Increase In Pension Fund Investments Makes For Headwinds In Andean Market

Includes: AND, CNCO, GXG
by: Emerging Money

by Joseph Hogue CFA

The Central Bank of Peru announced last week that it will probably raise the limit on pension fund investments in foreign securities by the end of the year. Funds have approached the current limit of 30% on roughly $35 billion in assets as strong economic growth and regional integration increased assets.

The limit was increased four times in 2010 and the Central Bank was given authorization last year to increase the limit to 50%.

The story in itself is not so dramatic but follows on the heals of increased foreign investment limits on pension funds in Chile and Colombia over the last couple of years. Chile's pension fund is almost four times the size of Peru's with foreign investments of $49.1 billion on $134.9 billion.

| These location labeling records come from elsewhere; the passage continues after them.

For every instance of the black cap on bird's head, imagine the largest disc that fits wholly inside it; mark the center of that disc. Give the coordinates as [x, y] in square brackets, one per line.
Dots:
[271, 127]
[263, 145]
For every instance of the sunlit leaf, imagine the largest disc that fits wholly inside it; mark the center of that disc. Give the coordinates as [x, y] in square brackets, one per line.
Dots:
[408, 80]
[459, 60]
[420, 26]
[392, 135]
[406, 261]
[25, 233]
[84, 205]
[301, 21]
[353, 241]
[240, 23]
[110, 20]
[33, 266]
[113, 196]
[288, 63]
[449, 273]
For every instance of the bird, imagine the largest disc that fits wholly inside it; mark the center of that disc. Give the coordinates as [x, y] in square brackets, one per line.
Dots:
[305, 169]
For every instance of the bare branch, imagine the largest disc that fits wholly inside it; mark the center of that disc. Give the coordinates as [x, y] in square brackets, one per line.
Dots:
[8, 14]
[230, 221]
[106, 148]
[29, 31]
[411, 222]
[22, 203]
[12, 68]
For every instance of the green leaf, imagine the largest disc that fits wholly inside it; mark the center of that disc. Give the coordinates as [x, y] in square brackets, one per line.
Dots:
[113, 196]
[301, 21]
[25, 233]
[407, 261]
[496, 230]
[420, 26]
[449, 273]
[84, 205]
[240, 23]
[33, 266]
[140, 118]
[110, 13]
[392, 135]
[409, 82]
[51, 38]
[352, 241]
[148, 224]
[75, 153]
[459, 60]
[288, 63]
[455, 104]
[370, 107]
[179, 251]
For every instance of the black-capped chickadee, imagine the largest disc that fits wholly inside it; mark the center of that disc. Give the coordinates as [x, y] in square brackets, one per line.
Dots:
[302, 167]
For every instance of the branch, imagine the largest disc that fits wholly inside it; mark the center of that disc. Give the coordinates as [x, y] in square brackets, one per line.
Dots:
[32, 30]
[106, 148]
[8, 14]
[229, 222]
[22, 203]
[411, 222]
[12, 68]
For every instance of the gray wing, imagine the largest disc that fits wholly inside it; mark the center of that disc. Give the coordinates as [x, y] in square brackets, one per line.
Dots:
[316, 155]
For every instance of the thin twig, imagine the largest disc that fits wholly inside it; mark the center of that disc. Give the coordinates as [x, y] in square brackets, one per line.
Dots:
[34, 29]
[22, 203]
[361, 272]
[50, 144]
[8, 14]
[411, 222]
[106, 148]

The prime beneficiary of these increased pension investments could be the equity markets within the Andean region. The three countries integrated their markets with cross-trading through listed brokers last year to better compete against larger exchanges like Brazil and Mexico. The combined market capitalization has increased by 10.17% over the six months to June of this year to $660 billion. While trading volume has been disappointing since the integration, most expect the liberalization of pension investments to be a major factor for the exchange and listed shares.

Strong Names from the Region

Despite the recent weakness in commodity prices, the region continues to be a standout for economic growth and fiscal stability. Companies that will benefit from the rise of a new middle class and domestic consumption should perform well over the long-term.

Cencosud (NYSE:CNCO), one of the region's largest retailers, began trading in New York this year but is down slightly from the issue at $16.25 per share. Still, the future is bright for the company with a diversified mix of supermarkets, home improvement, shopping centers and department stores in Argentina, Brazil, Colombia, Chile and Peru. Fiscal year revenues have grown over an annualized pace of 25% over the past two years and management is planning on an increase of at least 15% this year.

The Global X FTSE Andean 40 (NYSEARCA:AND) was launched February 2011 and invests in the forty most liquid stocks in the integrated market across Chile, Colombia and Peru. Sector exposure mimics the integrated exchange closely with: materials (26.4%), financials (24.3%), consumer goods (12.6%), utilities (12.4%), energy (12.0%), and industrials (10.2%).

While Colombian ADRs continue to be limited to a few names, the Global X FTSE Colombia 20 (NYSEARCA:GXG) continues to be a diversified bet on the general market. The fund trades for about 15 times trailing earnings and pays a 1.0% yield.